SBQ.Covid19 - Uso indiscriminado de álcool contra o coronavírus aumenta riscos de queimaduras

SBQ.Covid19 - Uso indiscriminado de álcool contra o coronavírus aumenta riscos de queimaduras Com a recomendação do uso de álcool 70% para limpar superfícies e higienizar as mãos em razão da pandemia de coronavírus, acende-se um novo alerta: o risco de acidentes com queimaduras. Pensando nisso, a Sociedade Brasileira de Queimaduras (SBQ) tem buscado conscientizar a população sobre os cuidados no manuseio e estoque deste produto.“É extremamente necessário redobrar o cuidado com a presença do álcool em casa, especialmente com crianças.
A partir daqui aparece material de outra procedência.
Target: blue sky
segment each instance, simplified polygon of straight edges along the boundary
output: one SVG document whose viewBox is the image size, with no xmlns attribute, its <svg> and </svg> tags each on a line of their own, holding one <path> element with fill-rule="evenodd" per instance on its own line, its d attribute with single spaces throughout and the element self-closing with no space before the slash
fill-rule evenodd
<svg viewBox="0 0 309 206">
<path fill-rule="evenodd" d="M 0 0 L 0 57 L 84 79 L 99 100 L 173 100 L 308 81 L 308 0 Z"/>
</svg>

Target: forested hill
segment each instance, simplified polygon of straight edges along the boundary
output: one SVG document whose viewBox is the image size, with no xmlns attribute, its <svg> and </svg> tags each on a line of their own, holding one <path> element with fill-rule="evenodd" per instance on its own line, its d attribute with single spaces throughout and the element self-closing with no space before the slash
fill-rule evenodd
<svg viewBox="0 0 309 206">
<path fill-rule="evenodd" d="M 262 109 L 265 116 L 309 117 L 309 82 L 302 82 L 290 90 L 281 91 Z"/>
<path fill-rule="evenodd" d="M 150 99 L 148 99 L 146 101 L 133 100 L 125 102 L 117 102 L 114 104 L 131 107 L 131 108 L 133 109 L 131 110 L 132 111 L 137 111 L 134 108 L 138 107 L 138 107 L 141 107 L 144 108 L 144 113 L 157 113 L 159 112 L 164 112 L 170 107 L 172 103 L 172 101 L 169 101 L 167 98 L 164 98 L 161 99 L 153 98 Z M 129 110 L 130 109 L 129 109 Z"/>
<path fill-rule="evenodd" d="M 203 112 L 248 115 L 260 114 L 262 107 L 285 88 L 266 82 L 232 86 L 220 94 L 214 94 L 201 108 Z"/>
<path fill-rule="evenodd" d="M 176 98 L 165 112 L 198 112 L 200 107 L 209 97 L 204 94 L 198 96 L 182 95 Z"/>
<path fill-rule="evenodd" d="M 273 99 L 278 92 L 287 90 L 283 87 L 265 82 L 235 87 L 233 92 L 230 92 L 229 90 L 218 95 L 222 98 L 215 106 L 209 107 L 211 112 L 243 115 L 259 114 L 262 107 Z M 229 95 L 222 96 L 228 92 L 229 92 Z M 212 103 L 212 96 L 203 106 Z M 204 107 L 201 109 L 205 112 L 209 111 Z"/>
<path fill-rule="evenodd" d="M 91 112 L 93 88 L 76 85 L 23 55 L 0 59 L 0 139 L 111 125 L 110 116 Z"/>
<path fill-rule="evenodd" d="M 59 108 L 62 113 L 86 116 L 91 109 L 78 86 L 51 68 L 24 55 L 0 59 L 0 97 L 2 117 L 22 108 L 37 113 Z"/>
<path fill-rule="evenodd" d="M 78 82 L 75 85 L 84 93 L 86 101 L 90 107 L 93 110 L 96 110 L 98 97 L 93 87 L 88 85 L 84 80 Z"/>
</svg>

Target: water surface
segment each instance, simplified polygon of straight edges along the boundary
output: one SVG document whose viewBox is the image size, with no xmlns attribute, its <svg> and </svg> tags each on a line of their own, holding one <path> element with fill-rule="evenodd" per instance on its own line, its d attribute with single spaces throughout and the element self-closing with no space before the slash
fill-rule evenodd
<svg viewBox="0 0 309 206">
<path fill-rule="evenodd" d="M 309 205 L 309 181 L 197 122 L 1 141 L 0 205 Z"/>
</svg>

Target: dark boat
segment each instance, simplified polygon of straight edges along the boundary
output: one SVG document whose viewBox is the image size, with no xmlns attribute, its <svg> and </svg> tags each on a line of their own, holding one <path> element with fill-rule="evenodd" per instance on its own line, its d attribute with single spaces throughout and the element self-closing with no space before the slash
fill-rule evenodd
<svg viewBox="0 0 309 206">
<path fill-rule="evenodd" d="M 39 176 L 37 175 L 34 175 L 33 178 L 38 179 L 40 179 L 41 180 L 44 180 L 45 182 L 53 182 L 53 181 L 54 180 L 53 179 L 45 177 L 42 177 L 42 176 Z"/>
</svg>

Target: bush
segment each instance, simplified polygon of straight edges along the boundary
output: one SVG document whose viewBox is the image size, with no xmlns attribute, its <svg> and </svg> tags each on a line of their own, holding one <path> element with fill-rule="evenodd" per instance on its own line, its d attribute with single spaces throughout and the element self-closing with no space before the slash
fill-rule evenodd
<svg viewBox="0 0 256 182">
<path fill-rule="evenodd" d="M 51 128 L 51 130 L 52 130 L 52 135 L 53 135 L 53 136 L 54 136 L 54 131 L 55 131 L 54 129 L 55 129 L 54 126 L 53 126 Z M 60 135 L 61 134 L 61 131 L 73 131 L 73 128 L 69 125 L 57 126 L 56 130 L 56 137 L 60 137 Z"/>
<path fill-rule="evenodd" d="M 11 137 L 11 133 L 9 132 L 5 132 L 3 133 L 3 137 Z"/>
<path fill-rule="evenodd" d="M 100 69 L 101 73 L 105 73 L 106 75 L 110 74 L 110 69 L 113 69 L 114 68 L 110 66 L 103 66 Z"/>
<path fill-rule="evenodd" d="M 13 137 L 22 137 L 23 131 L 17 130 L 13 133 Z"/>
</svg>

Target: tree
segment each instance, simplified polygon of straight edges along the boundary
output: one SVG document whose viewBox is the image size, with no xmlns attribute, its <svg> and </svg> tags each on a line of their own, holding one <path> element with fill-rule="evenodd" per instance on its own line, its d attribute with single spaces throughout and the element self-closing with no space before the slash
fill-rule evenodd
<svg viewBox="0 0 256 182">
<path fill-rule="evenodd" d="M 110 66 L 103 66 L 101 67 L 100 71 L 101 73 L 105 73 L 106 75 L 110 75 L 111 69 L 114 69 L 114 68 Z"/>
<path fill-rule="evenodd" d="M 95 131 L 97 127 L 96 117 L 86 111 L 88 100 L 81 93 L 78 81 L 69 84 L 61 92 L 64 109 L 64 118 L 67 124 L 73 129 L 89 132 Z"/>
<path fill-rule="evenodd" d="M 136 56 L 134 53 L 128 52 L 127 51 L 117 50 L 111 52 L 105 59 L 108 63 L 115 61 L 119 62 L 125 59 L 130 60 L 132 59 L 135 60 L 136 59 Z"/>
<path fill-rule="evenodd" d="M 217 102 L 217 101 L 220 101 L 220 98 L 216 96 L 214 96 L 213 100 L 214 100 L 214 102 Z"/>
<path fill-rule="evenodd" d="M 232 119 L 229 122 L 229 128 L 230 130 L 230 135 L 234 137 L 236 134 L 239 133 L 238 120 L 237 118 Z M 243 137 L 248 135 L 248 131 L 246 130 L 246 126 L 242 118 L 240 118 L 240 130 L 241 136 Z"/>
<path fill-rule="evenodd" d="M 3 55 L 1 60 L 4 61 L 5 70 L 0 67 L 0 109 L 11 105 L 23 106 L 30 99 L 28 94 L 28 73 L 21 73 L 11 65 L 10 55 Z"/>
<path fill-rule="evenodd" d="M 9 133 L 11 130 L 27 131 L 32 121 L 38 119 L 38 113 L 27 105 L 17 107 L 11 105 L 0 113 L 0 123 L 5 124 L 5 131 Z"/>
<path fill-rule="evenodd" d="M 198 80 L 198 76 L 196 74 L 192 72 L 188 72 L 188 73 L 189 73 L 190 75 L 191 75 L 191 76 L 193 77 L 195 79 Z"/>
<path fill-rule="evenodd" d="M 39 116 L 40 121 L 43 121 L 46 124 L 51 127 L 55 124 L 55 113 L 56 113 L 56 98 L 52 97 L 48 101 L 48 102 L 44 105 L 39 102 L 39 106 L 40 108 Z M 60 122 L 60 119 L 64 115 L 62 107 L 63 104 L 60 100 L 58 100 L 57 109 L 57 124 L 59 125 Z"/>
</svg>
Guardar em local que elas não acessem e não utilizar o álcool perto de chamas, como fogão e velas”, frisa o presidente da SBQ, José Adorno.Diante da baixa nos estoques de álcool em gel, a Câmara dos Deputados aprovou a liberação da venda do álcool líquido 70% para o consumidor individual. A proposta segue para votação no Senado. Porém, há uma previsão de que a Anvisa publique uma nova portaria, estabelecendo a venda em embalagens de até 50...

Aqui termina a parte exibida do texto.